Friday 4 January 2013

In Endless Search of Prayer Beads

I have loved prayer beads for years. I love their beauty, the feel of them beneath my fingers, the comfort and power they accumulate through repeated use. Despite this, I have yet to create a set that has 'stuck'.

It's no secret that my practice has been in flux for some time. For years I struggled to find a balance in my solitary practice between diving into my tradition's pathworking and what my practice had been before.

It was my teacher who first introduced me to prayer beads. I created a lovely set as one of my first tasks as a dedicant. To this day they sit in the right pocket of my winter coat and I rub my thumb over them as I wait for the bus in the cold. But the gods they are dedicated to are not gods I work with any longer (or ever really did in my solitary work).

I've experimented a few different times since then. I made a set dedicated to Brighid for an e-course I was doing that had different beads for Her flame, Her well, Her forge, and a single large one for Her mantle. But while I have great affection for Brighid, she does not have a consistent place in my practice and attempting to add the prayer beads actually served to disrupt the flow of the devotions I was already performing for her.

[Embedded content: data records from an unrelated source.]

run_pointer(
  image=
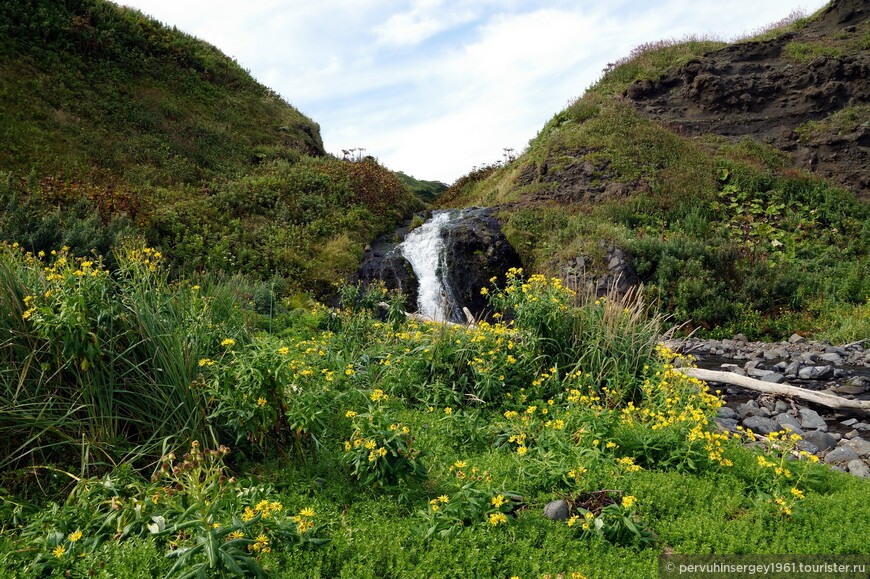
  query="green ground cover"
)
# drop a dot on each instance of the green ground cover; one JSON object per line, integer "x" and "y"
{"x": 190, "y": 435}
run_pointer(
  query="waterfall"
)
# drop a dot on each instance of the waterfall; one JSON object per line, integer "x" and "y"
{"x": 424, "y": 249}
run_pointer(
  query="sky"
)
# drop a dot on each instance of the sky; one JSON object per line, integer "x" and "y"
{"x": 435, "y": 87}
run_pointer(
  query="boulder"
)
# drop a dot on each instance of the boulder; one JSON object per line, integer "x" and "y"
{"x": 475, "y": 251}
{"x": 599, "y": 277}
{"x": 841, "y": 455}
{"x": 810, "y": 420}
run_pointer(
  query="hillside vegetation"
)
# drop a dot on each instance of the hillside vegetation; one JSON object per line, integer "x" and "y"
{"x": 116, "y": 125}
{"x": 730, "y": 229}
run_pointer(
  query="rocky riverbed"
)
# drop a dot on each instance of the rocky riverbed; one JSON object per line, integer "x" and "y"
{"x": 840, "y": 438}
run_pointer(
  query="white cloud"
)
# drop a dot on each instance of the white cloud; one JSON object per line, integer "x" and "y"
{"x": 425, "y": 19}
{"x": 433, "y": 87}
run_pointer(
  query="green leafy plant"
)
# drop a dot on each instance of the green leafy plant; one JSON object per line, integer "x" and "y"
{"x": 472, "y": 501}
{"x": 381, "y": 451}
{"x": 598, "y": 516}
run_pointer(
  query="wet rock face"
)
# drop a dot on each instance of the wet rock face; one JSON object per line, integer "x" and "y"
{"x": 382, "y": 261}
{"x": 616, "y": 272}
{"x": 758, "y": 89}
{"x": 476, "y": 250}
{"x": 394, "y": 270}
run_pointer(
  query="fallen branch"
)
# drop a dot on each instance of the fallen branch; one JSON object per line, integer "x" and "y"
{"x": 821, "y": 398}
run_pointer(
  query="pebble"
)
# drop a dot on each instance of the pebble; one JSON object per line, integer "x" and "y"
{"x": 821, "y": 440}
{"x": 726, "y": 412}
{"x": 841, "y": 454}
{"x": 761, "y": 424}
{"x": 788, "y": 421}
{"x": 859, "y": 468}
{"x": 810, "y": 420}
{"x": 861, "y": 446}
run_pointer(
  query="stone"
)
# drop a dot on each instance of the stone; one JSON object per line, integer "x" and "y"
{"x": 749, "y": 409}
{"x": 751, "y": 365}
{"x": 861, "y": 446}
{"x": 832, "y": 358}
{"x": 808, "y": 447}
{"x": 790, "y": 422}
{"x": 767, "y": 403}
{"x": 858, "y": 468}
{"x": 821, "y": 440}
{"x": 734, "y": 368}
{"x": 556, "y": 510}
{"x": 726, "y": 412}
{"x": 761, "y": 425}
{"x": 810, "y": 420}
{"x": 841, "y": 455}
{"x": 792, "y": 369}
{"x": 475, "y": 250}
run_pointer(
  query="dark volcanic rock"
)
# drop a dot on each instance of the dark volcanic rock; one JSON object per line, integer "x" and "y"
{"x": 615, "y": 272}
{"x": 758, "y": 89}
{"x": 476, "y": 250}
{"x": 385, "y": 262}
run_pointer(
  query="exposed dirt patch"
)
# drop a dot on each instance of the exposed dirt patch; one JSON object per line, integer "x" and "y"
{"x": 774, "y": 91}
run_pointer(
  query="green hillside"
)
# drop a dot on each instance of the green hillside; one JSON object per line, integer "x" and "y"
{"x": 724, "y": 224}
{"x": 114, "y": 124}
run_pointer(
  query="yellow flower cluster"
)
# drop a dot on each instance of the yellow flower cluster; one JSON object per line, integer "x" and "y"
{"x": 627, "y": 463}
{"x": 378, "y": 396}
{"x": 260, "y": 545}
{"x": 304, "y": 520}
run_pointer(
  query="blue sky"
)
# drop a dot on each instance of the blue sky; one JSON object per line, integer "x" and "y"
{"x": 434, "y": 87}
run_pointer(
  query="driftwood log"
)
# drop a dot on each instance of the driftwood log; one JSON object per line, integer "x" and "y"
{"x": 470, "y": 322}
{"x": 821, "y": 398}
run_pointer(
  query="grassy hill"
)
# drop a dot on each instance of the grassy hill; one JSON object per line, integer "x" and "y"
{"x": 114, "y": 124}
{"x": 735, "y": 215}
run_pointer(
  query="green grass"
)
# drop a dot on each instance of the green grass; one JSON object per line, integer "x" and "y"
{"x": 572, "y": 397}
{"x": 726, "y": 235}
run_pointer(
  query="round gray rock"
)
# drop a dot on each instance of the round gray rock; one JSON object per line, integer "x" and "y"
{"x": 859, "y": 468}
{"x": 810, "y": 420}
{"x": 761, "y": 425}
{"x": 841, "y": 455}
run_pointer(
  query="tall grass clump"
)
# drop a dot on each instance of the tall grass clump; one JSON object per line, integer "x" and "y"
{"x": 98, "y": 363}
{"x": 611, "y": 338}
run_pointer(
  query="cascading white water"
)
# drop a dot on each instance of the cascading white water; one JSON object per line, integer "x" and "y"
{"x": 424, "y": 250}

I was also inspired by someone somewhere in the depths of the internet to create a set with one bead to each deity that I honour in my path. I eagerly started to collect them. Black for Hekate, wood for Demeter, blue glass for Poseidon, a key for Persephone, a shell for Aphrodite, a bear for my power animal, a quartz for the sibyls, bone for the ancestors, etc. But I realized before I even finished the set (let alone strung them) that it didn't feel like me.

And now I am in search again. An article on Witches' Voice turned me on to the idea of prayer beads as a reflection of ritual. A bead for purifying and grounding, one for each element, one for the God, one for the Goddess, etc. Through all my searching for a consistent spiritual home practice, my love of ritual has always held true. So today I think I will pull out my unfinished collection, see what beads can be repurposed for this new idea, and make a list of what I'm missing.

We'll see how it goes!

(The article that inspired this new attempt, by the way, can be found here. I'm not big on the whole ritual 'cheat sheet' thing, but the idea of prayer bead devotions as a microcosm of ritual is something I can get on board with.)